I mentioned in my other thread about buying some sanding mops for sanding projects. Most of my last project was hand sanded, but I just got these sanding mops from Woodcraft just a few days ago and so far, I love them. I made a kinda lengthy video of my sanding mop and Beall Buffing of my last Black Cherry project and it works great. These mops work on most anything you can imagine such as routed edges of wood, Raised panels or most anything and can be used in hand drills, lathes, drill presses or independant motor set up for these mops.

Sorry for length, but I wanted to get the sanding and buffing on the video to demonstrate how well they all work. The sound isn't loud as I would have liked, but works if you turn it all the way up and listen closely if you want narration. Anyway, go to link if you want to view video.


----------



## Tortuga (May 21, 2004)

Great tutorial, Slip.. Inspired me to dig out my Beall system..LOL...

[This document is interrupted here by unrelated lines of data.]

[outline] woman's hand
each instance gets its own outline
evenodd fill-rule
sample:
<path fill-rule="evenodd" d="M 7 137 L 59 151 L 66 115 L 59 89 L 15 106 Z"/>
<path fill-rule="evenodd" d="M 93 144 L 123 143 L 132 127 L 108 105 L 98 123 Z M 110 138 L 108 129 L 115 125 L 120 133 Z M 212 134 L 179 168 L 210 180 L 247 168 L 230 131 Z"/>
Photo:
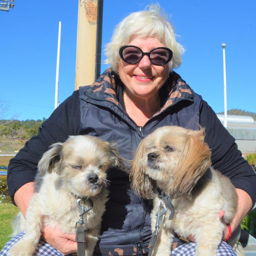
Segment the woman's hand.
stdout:
<path fill-rule="evenodd" d="M 64 255 L 77 251 L 75 234 L 63 233 L 58 227 L 49 226 L 44 227 L 41 234 L 44 240 Z"/>

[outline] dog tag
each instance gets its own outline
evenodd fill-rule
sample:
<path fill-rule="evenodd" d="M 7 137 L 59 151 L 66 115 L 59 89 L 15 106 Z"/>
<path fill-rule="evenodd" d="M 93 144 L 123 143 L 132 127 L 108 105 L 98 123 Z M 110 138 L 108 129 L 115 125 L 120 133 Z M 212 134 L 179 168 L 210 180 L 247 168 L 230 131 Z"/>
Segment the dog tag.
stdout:
<path fill-rule="evenodd" d="M 171 211 L 171 214 L 169 216 L 169 219 L 172 220 L 173 218 L 173 216 L 175 213 L 175 210 L 173 205 L 172 203 L 172 200 L 171 200 L 171 198 L 169 196 L 166 196 L 163 198 L 164 204 L 165 206 L 167 207 Z"/>

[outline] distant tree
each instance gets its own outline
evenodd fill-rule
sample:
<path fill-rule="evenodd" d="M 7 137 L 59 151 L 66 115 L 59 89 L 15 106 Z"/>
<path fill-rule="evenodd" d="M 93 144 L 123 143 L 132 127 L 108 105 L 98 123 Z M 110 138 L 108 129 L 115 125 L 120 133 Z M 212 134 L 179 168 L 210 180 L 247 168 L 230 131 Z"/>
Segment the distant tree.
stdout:
<path fill-rule="evenodd" d="M 238 109 L 237 108 L 232 109 L 227 111 L 228 115 L 235 115 L 238 116 L 251 116 L 254 121 L 256 120 L 256 113 L 254 112 L 249 112 L 245 110 Z M 220 112 L 217 114 L 224 114 L 224 112 Z"/>

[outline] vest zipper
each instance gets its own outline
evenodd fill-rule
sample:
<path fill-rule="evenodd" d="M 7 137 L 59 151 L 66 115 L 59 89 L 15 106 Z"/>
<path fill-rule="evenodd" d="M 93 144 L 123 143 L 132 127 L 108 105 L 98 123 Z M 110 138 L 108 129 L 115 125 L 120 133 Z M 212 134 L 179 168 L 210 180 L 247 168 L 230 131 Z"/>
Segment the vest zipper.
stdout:
<path fill-rule="evenodd" d="M 102 100 L 101 99 L 99 99 L 98 98 L 94 98 L 93 97 L 92 97 L 90 95 L 89 95 L 88 94 L 87 94 L 85 92 L 84 92 L 84 94 L 87 96 L 87 97 L 88 97 L 88 98 L 89 98 L 90 99 L 92 99 L 93 100 L 98 100 L 100 101 L 107 101 L 108 102 L 110 102 L 110 103 L 112 103 L 113 105 L 117 107 L 124 114 L 125 114 L 125 115 L 126 116 L 127 116 L 127 117 L 128 117 L 128 118 L 129 118 L 136 125 L 136 126 L 137 127 L 137 128 L 138 128 L 138 127 L 139 128 L 138 130 L 139 130 L 141 132 L 141 134 L 142 135 L 142 137 L 143 137 L 143 134 L 142 134 L 142 132 L 141 131 L 140 128 L 139 128 L 140 126 L 139 126 L 136 123 L 136 122 L 135 122 L 135 121 L 134 121 L 134 120 L 133 119 L 132 119 L 132 118 L 131 118 L 131 117 L 129 116 L 129 115 L 128 115 L 128 114 L 125 111 L 124 111 L 123 110 L 123 109 L 122 108 L 120 108 L 118 105 L 117 105 L 117 104 L 116 104 L 115 103 L 114 103 L 113 101 L 111 101 L 111 100 L 105 100 L 105 99 Z M 114 111 L 114 112 L 115 112 L 115 113 L 116 114 L 118 114 L 117 113 L 116 113 L 116 111 L 114 110 L 113 111 Z M 134 127 L 133 127 L 133 126 L 132 125 L 130 124 L 129 124 L 129 123 L 128 123 L 128 124 L 130 127 L 131 127 L 132 128 L 134 128 Z M 136 131 L 138 131 L 138 129 L 136 129 Z"/>
<path fill-rule="evenodd" d="M 138 256 L 142 256 L 142 246 L 141 244 L 139 242 L 137 243 L 137 255 Z"/>
<path fill-rule="evenodd" d="M 88 98 L 92 99 L 93 100 L 98 100 L 100 101 L 107 101 L 107 102 L 110 102 L 111 103 L 112 103 L 115 106 L 117 107 L 125 115 L 126 115 L 127 116 L 127 117 L 128 117 L 129 119 L 131 120 L 137 126 L 137 127 L 139 128 L 138 130 L 139 130 L 141 134 L 142 135 L 143 138 L 144 137 L 144 135 L 143 135 L 143 128 L 144 127 L 145 127 L 146 125 L 152 119 L 156 117 L 157 116 L 159 115 L 160 115 L 160 114 L 162 114 L 163 112 L 164 112 L 166 110 L 169 109 L 169 108 L 170 107 L 172 107 L 173 106 L 174 106 L 177 103 L 178 103 L 178 102 L 179 102 L 181 100 L 189 100 L 190 101 L 193 101 L 193 100 L 190 99 L 181 99 L 180 100 L 177 100 L 177 101 L 176 101 L 174 104 L 173 104 L 172 105 L 171 105 L 170 106 L 168 106 L 166 108 L 165 108 L 162 111 L 158 113 L 157 115 L 156 115 L 155 116 L 153 116 L 152 117 L 151 117 L 147 121 L 147 122 L 146 122 L 146 123 L 143 126 L 139 126 L 136 123 L 136 122 L 134 121 L 134 120 L 133 120 L 133 119 L 132 119 L 132 118 L 131 118 L 131 117 L 129 116 L 129 115 L 128 115 L 128 114 L 125 111 L 124 111 L 123 110 L 123 109 L 122 108 L 120 108 L 118 105 L 117 105 L 117 104 L 116 104 L 115 103 L 114 103 L 113 101 L 111 101 L 111 100 L 106 100 L 106 99 L 102 100 L 101 99 L 99 99 L 98 98 L 94 98 L 93 97 L 92 97 L 90 95 L 89 95 L 88 94 L 87 94 L 87 93 L 86 93 L 85 92 L 84 92 L 84 95 L 86 95 Z M 115 111 L 114 111 L 114 112 L 116 114 L 117 114 L 117 113 Z M 132 128 L 134 128 L 133 126 L 132 125 L 130 124 L 129 124 L 128 123 L 128 124 L 129 124 L 129 126 L 131 127 Z M 136 130 L 138 130 L 138 129 L 136 129 Z"/>
<path fill-rule="evenodd" d="M 142 137 L 144 138 L 144 136 L 143 135 L 143 130 L 142 129 L 142 126 L 139 126 L 139 130 L 140 130 L 140 131 L 141 133 L 141 135 L 142 135 Z"/>

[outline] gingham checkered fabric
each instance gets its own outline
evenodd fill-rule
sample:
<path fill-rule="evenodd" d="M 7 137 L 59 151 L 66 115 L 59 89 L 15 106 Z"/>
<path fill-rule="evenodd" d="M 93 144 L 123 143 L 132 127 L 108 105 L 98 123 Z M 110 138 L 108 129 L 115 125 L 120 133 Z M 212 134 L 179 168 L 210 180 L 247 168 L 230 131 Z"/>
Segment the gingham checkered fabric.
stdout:
<path fill-rule="evenodd" d="M 8 241 L 0 252 L 0 256 L 7 256 L 8 250 L 12 245 L 19 240 L 25 233 L 23 231 Z M 175 248 L 172 251 L 172 256 L 195 256 L 196 244 L 188 243 Z M 71 254 L 70 255 L 71 255 Z M 40 241 L 33 256 L 64 256 L 52 246 Z M 217 256 L 236 256 L 231 247 L 226 243 L 222 241 L 217 253 Z"/>

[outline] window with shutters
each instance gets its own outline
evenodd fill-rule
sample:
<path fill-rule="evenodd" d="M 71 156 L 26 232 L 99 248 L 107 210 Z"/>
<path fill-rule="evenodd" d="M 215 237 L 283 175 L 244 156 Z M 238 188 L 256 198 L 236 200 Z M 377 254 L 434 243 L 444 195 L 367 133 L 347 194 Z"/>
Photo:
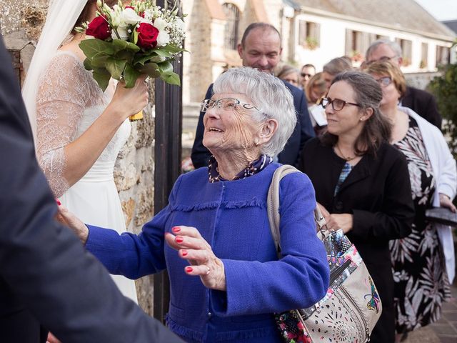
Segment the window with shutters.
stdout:
<path fill-rule="evenodd" d="M 361 62 L 365 56 L 365 51 L 370 44 L 376 39 L 376 35 L 362 32 L 361 31 L 346 30 L 346 56 L 350 57 L 354 62 Z"/>
<path fill-rule="evenodd" d="M 310 50 L 318 48 L 321 46 L 321 24 L 299 20 L 298 44 Z"/>
<path fill-rule="evenodd" d="M 426 68 L 428 65 L 428 44 L 427 43 L 422 43 L 421 46 L 421 62 L 419 64 L 419 68 Z"/>
<path fill-rule="evenodd" d="M 239 38 L 240 10 L 236 6 L 229 2 L 223 4 L 222 9 L 226 18 L 224 46 L 226 49 L 236 49 Z"/>
<path fill-rule="evenodd" d="M 403 56 L 401 56 L 403 62 L 401 62 L 401 65 L 404 66 L 409 66 L 411 64 L 413 56 L 413 42 L 408 39 L 401 39 L 399 38 L 396 38 L 395 41 L 398 44 L 403 52 Z"/>

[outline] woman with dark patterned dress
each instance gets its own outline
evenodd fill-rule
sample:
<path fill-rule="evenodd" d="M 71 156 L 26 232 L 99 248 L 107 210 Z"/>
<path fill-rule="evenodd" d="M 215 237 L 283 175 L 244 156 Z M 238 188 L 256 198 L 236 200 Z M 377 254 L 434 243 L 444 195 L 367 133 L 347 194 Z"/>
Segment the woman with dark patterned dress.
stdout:
<path fill-rule="evenodd" d="M 442 303 L 450 297 L 449 282 L 455 269 L 453 252 L 449 252 L 451 257 L 446 270 L 443 249 L 452 239 L 450 228 L 428 222 L 425 212 L 433 207 L 456 212 L 451 201 L 457 186 L 456 162 L 436 127 L 413 110 L 398 106 L 406 89 L 400 69 L 388 61 L 378 61 L 370 64 L 366 71 L 383 89 L 381 109 L 393 125 L 392 144 L 408 161 L 416 209 L 411 234 L 390 244 L 396 331 L 406 335 L 438 319 Z"/>

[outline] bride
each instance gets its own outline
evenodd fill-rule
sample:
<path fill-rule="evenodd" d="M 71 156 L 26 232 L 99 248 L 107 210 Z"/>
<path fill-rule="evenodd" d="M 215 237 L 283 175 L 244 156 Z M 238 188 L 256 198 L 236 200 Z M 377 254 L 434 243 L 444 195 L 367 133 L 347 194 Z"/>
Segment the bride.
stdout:
<path fill-rule="evenodd" d="M 79 44 L 86 37 L 74 28 L 92 20 L 96 9 L 95 0 L 51 0 L 23 96 L 37 158 L 56 197 L 85 222 L 123 232 L 113 172 L 130 134 L 127 118 L 144 108 L 148 93 L 144 78 L 131 89 L 113 83 L 104 93 L 84 69 Z M 113 277 L 136 302 L 134 281 Z"/>

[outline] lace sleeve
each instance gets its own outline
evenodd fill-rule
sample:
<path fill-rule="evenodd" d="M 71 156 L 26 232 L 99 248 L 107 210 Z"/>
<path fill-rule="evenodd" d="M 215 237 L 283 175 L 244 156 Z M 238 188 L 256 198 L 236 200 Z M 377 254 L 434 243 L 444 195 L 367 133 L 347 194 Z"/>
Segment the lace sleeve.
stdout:
<path fill-rule="evenodd" d="M 75 139 L 83 116 L 89 96 L 86 73 L 76 57 L 59 54 L 40 79 L 36 96 L 36 150 L 56 197 L 70 187 L 64 177 L 66 165 L 64 148 Z"/>

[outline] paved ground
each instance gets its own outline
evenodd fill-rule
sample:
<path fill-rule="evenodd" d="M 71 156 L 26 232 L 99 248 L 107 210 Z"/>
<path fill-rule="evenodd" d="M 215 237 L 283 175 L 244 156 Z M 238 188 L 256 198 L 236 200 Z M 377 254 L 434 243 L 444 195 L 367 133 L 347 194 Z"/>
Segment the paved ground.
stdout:
<path fill-rule="evenodd" d="M 451 289 L 452 298 L 444 304 L 440 320 L 410 333 L 403 343 L 457 343 L 457 281 Z"/>

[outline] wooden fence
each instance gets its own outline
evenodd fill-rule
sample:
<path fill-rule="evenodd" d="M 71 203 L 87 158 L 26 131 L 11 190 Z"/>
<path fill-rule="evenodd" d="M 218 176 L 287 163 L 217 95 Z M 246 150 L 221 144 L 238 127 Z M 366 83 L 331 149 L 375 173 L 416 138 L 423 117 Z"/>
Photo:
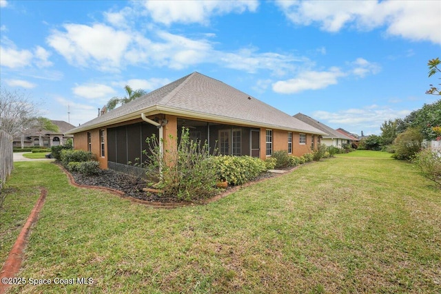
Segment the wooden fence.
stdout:
<path fill-rule="evenodd" d="M 12 136 L 0 130 L 0 189 L 14 168 Z"/>

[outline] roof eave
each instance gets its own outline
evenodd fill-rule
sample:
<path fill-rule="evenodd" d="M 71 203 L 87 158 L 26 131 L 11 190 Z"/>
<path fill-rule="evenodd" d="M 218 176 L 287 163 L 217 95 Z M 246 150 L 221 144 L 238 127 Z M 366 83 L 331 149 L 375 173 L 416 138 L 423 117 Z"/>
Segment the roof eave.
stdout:
<path fill-rule="evenodd" d="M 280 125 L 271 125 L 271 124 L 259 123 L 254 121 L 240 120 L 237 118 L 229 118 L 227 116 L 218 116 L 218 115 L 205 114 L 205 113 L 201 113 L 198 112 L 177 109 L 174 107 L 167 107 L 165 105 L 153 105 L 150 107 L 144 108 L 143 109 L 140 109 L 136 112 L 132 112 L 130 114 L 119 116 L 118 118 L 116 118 L 112 120 L 105 120 L 94 125 L 88 125 L 84 127 L 81 127 L 81 126 L 79 126 L 76 127 L 75 129 L 70 130 L 66 133 L 66 134 L 74 134 L 79 133 L 81 132 L 89 131 L 94 129 L 98 129 L 100 127 L 103 127 L 109 126 L 111 125 L 115 125 L 117 123 L 124 123 L 127 120 L 139 118 L 141 118 L 141 113 L 145 114 L 147 116 L 161 113 L 161 114 L 170 114 L 170 115 L 174 115 L 174 116 L 182 116 L 186 118 L 195 118 L 198 120 L 205 119 L 207 120 L 225 123 L 232 124 L 232 125 L 252 125 L 255 127 L 277 129 L 282 129 L 284 131 L 289 131 L 289 132 L 304 132 L 304 133 L 312 134 L 314 135 L 321 135 L 321 136 L 327 135 L 327 133 L 324 133 L 320 131 L 319 129 L 316 129 L 316 131 L 313 131 L 313 130 L 308 130 L 308 129 L 297 129 L 294 127 L 287 127 L 285 126 L 280 126 Z M 72 132 L 74 130 L 74 132 Z"/>

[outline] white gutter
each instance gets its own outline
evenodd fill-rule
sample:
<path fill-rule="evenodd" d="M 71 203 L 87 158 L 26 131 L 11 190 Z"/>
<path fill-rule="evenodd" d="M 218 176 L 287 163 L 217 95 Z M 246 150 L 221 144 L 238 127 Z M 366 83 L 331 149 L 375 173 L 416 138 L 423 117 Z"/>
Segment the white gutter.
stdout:
<path fill-rule="evenodd" d="M 164 156 L 164 150 L 163 150 L 163 149 L 164 149 L 164 147 L 163 147 L 164 130 L 163 130 L 163 125 L 161 125 L 161 123 L 156 123 L 154 120 L 152 120 L 150 118 L 147 118 L 145 116 L 145 114 L 144 114 L 144 112 L 141 112 L 141 118 L 143 119 L 143 120 L 154 125 L 155 127 L 156 127 L 158 128 L 158 129 L 159 129 L 159 154 L 161 154 L 161 158 L 163 158 L 163 156 Z M 159 174 L 161 174 L 162 176 L 162 167 L 161 166 L 161 165 L 159 165 Z"/>

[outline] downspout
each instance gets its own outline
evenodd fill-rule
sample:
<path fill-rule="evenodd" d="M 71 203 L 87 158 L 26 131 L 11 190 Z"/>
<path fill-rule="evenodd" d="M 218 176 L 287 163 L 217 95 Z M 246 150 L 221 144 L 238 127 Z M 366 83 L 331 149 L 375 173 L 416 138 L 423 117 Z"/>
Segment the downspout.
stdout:
<path fill-rule="evenodd" d="M 159 153 L 161 154 L 161 157 L 163 156 L 164 151 L 163 151 L 163 137 L 164 137 L 164 131 L 163 129 L 163 125 L 161 125 L 159 123 L 156 123 L 154 120 L 152 120 L 150 118 L 147 118 L 145 116 L 145 114 L 144 114 L 144 113 L 141 114 L 141 117 L 143 119 L 143 120 L 154 125 L 158 128 L 158 129 L 159 129 Z"/>
<path fill-rule="evenodd" d="M 145 122 L 147 122 L 147 123 L 150 123 L 151 125 L 154 125 L 159 130 L 159 154 L 161 154 L 161 158 L 163 159 L 164 158 L 164 151 L 163 151 L 163 149 L 164 149 L 164 147 L 163 147 L 164 130 L 163 130 L 163 125 L 161 124 L 161 123 L 156 123 L 156 121 L 152 120 L 150 118 L 147 118 L 143 112 L 142 112 L 141 114 L 141 118 Z M 159 165 L 159 175 L 161 176 L 161 178 L 162 178 L 162 176 L 163 176 L 162 165 Z"/>

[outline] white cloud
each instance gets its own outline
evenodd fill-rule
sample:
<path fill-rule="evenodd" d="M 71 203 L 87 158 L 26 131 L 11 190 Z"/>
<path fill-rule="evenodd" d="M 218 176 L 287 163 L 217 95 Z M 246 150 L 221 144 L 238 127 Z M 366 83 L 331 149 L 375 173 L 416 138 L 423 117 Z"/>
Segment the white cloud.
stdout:
<path fill-rule="evenodd" d="M 35 64 L 37 67 L 46 67 L 52 65 L 52 63 L 48 60 L 50 56 L 50 53 L 43 48 L 37 46 L 34 55 L 37 59 Z"/>
<path fill-rule="evenodd" d="M 72 90 L 76 96 L 90 99 L 107 98 L 108 100 L 116 93 L 111 87 L 97 83 L 78 85 L 74 87 Z"/>
<path fill-rule="evenodd" d="M 29 50 L 0 46 L 0 65 L 10 68 L 24 67 L 30 64 L 32 53 Z"/>
<path fill-rule="evenodd" d="M 350 63 L 350 65 L 352 67 L 351 73 L 360 78 L 364 78 L 370 74 L 378 74 L 381 70 L 381 67 L 378 64 L 369 62 L 362 58 L 358 58 Z"/>
<path fill-rule="evenodd" d="M 5 80 L 8 85 L 11 87 L 21 87 L 26 89 L 32 89 L 37 87 L 37 85 L 24 80 Z"/>
<path fill-rule="evenodd" d="M 0 46 L 0 65 L 10 68 L 30 67 L 36 65 L 38 67 L 46 67 L 52 65 L 48 59 L 50 53 L 41 46 L 37 46 L 32 51 L 19 50 L 13 42 L 7 38 L 2 39 L 6 46 Z"/>
<path fill-rule="evenodd" d="M 103 24 L 67 24 L 64 28 L 53 31 L 47 41 L 74 65 L 87 67 L 92 61 L 103 70 L 118 70 L 132 40 L 130 32 Z"/>
<path fill-rule="evenodd" d="M 360 134 L 364 130 L 365 135 L 379 135 L 380 126 L 384 120 L 405 117 L 411 110 L 394 109 L 376 105 L 367 105 L 360 109 L 342 109 L 335 112 L 318 110 L 312 117 L 331 127 L 342 127 L 347 131 Z"/>
<path fill-rule="evenodd" d="M 298 93 L 308 90 L 323 89 L 338 83 L 338 78 L 345 76 L 338 67 L 327 72 L 308 71 L 299 74 L 296 78 L 279 81 L 273 84 L 273 91 L 277 93 Z"/>
<path fill-rule="evenodd" d="M 170 80 L 169 80 L 168 78 L 152 78 L 148 80 L 132 78 L 127 81 L 124 84 L 124 85 L 129 85 L 133 90 L 142 89 L 143 90 L 149 92 L 156 90 L 165 85 L 170 83 Z"/>
<path fill-rule="evenodd" d="M 296 1 L 276 5 L 294 23 L 317 23 L 328 32 L 351 25 L 360 30 L 386 27 L 392 36 L 441 43 L 441 5 L 437 1 Z"/>
<path fill-rule="evenodd" d="M 142 4 L 157 23 L 207 23 L 213 15 L 256 11 L 256 0 L 247 1 L 146 1 Z"/>

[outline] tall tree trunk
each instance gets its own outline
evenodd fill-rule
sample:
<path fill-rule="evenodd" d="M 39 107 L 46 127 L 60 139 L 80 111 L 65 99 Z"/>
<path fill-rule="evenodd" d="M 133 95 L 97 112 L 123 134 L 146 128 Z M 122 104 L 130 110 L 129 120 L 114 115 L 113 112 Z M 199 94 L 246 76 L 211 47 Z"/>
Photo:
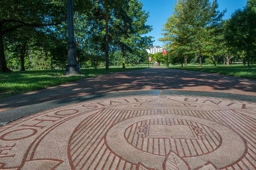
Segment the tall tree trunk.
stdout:
<path fill-rule="evenodd" d="M 27 47 L 27 41 L 24 42 L 22 44 L 22 48 L 20 51 L 20 66 L 21 66 L 21 71 L 25 71 L 25 54 L 26 54 L 26 47 Z"/>
<path fill-rule="evenodd" d="M 106 58 L 105 69 L 109 69 L 109 8 L 105 5 L 105 56 Z"/>
<path fill-rule="evenodd" d="M 0 33 L 0 72 L 11 72 L 6 65 L 4 49 L 3 36 L 1 33 Z"/>

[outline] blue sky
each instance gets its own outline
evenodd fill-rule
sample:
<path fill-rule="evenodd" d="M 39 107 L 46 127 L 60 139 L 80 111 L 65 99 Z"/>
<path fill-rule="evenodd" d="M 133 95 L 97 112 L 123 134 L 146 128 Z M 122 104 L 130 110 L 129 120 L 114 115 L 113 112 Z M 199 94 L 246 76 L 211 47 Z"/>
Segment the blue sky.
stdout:
<path fill-rule="evenodd" d="M 152 26 L 153 30 L 147 36 L 154 37 L 154 45 L 162 46 L 158 40 L 162 37 L 161 33 L 167 19 L 173 14 L 176 0 L 139 0 L 143 4 L 143 9 L 150 12 L 147 25 Z M 220 11 L 227 9 L 224 19 L 230 17 L 231 14 L 238 9 L 242 9 L 246 5 L 246 0 L 218 0 Z"/>

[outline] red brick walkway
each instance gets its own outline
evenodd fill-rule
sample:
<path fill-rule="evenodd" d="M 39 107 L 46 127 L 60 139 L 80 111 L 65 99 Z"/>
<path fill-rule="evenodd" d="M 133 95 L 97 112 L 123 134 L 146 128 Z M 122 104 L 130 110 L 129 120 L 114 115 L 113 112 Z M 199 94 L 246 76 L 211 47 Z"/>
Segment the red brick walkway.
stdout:
<path fill-rule="evenodd" d="M 1 169 L 255 169 L 256 103 L 126 96 L 0 128 Z"/>
<path fill-rule="evenodd" d="M 256 81 L 164 68 L 112 74 L 2 99 L 0 122 L 44 102 L 151 90 L 254 98 Z M 3 126 L 0 169 L 256 169 L 255 103 L 162 91 L 79 102 Z"/>

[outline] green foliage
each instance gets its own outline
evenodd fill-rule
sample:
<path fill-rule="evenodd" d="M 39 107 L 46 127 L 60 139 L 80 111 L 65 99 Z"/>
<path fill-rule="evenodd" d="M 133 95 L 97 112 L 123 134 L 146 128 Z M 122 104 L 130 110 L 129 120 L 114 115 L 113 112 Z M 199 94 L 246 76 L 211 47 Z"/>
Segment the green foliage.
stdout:
<path fill-rule="evenodd" d="M 174 14 L 164 25 L 160 40 L 172 50 L 173 64 L 187 63 L 193 56 L 213 55 L 213 44 L 224 12 L 217 10 L 217 1 L 178 0 Z M 211 53 L 211 54 L 210 54 Z"/>
<path fill-rule="evenodd" d="M 243 10 L 236 10 L 225 25 L 227 46 L 236 48 L 237 53 L 245 53 L 248 65 L 255 57 L 256 2 L 248 1 Z"/>

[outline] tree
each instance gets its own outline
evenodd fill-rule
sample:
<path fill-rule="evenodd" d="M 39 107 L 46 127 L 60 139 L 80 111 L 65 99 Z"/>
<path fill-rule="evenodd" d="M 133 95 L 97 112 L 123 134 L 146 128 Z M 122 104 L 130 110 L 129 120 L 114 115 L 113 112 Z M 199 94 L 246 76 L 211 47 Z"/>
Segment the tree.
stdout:
<path fill-rule="evenodd" d="M 245 52 L 248 66 L 255 57 L 256 49 L 256 3 L 248 1 L 245 8 L 236 10 L 227 20 L 225 37 L 229 47 Z"/>
<path fill-rule="evenodd" d="M 178 0 L 174 14 L 164 25 L 162 41 L 170 42 L 173 53 L 184 58 L 187 62 L 189 56 L 195 55 L 199 58 L 199 67 L 202 57 L 207 48 L 209 30 L 220 23 L 224 12 L 217 11 L 216 0 L 210 4 L 209 0 Z M 176 52 L 175 52 L 176 51 Z M 176 57 L 174 58 L 176 58 Z"/>
<path fill-rule="evenodd" d="M 142 3 L 138 0 L 131 0 L 128 4 L 125 20 L 116 18 L 113 28 L 113 34 L 122 56 L 122 67 L 125 68 L 125 56 L 127 52 L 132 54 L 137 53 L 142 48 L 152 45 L 151 37 L 143 36 L 150 32 L 152 27 L 145 22 L 149 16 L 148 12 L 142 10 Z M 124 17 L 125 18 L 125 17 Z M 130 55 L 132 56 L 132 55 Z M 138 59 L 136 59 L 136 61 Z"/>

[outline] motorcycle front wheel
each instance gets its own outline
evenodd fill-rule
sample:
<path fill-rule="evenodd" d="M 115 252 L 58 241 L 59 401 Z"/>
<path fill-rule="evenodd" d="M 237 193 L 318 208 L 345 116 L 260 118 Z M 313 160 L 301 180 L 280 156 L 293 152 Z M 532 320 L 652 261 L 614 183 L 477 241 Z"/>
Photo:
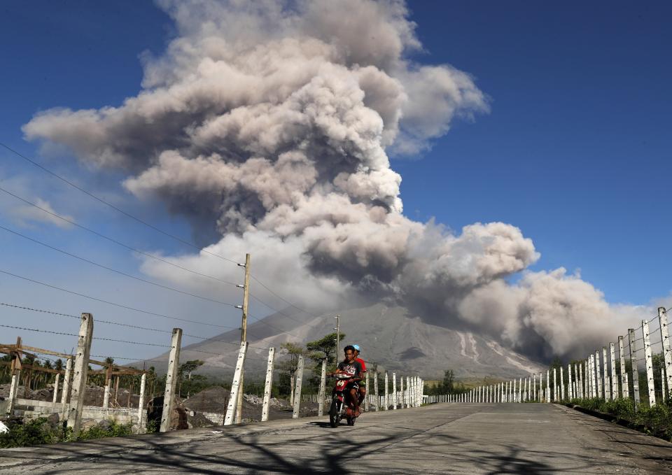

Went thru your whole 'library' while I wuz there and still cant figger out the laser light..but I've seen you and GB use it so I know it works...just dont know HOW it works...LOL


----------



## Viking48 (Jan 24, 2006)

Well thanks a lot Dale - now we gotta go spend more money on "toys".







Those look like they do a great job and could be handy for a variety of projects. Great video - well explained and demonstrated. I really enjoyed watching it and the results are fantastic.


----------



## bill (May 21, 2004)

Great video


----------



## Slip (Jul 25, 2006)

Tortuga said:


> Great tutorial, Slip.. Inspired me to dig out my Beall system..LOL...
> 
> Went thru your whole 'library' while I wuz there and still cant figger out the laser light..but I've seen you and GB use it so I know it works...just dont know HOW it works...LOL


Jim,

You adjust the laser to point at the same spot as the cutter and only add the thickness of desired thickness of wood wanted. When the light falls off the edge of the project, stop and move deeper and deeper in the vessel going back and forth until the light fall off the edge of the project. It only marks the desired thickness of the wood wanted and used to demonstrate the thickness of your project. Keeps from cutting through the wood from the inside and keeps a consistant thickness.


----------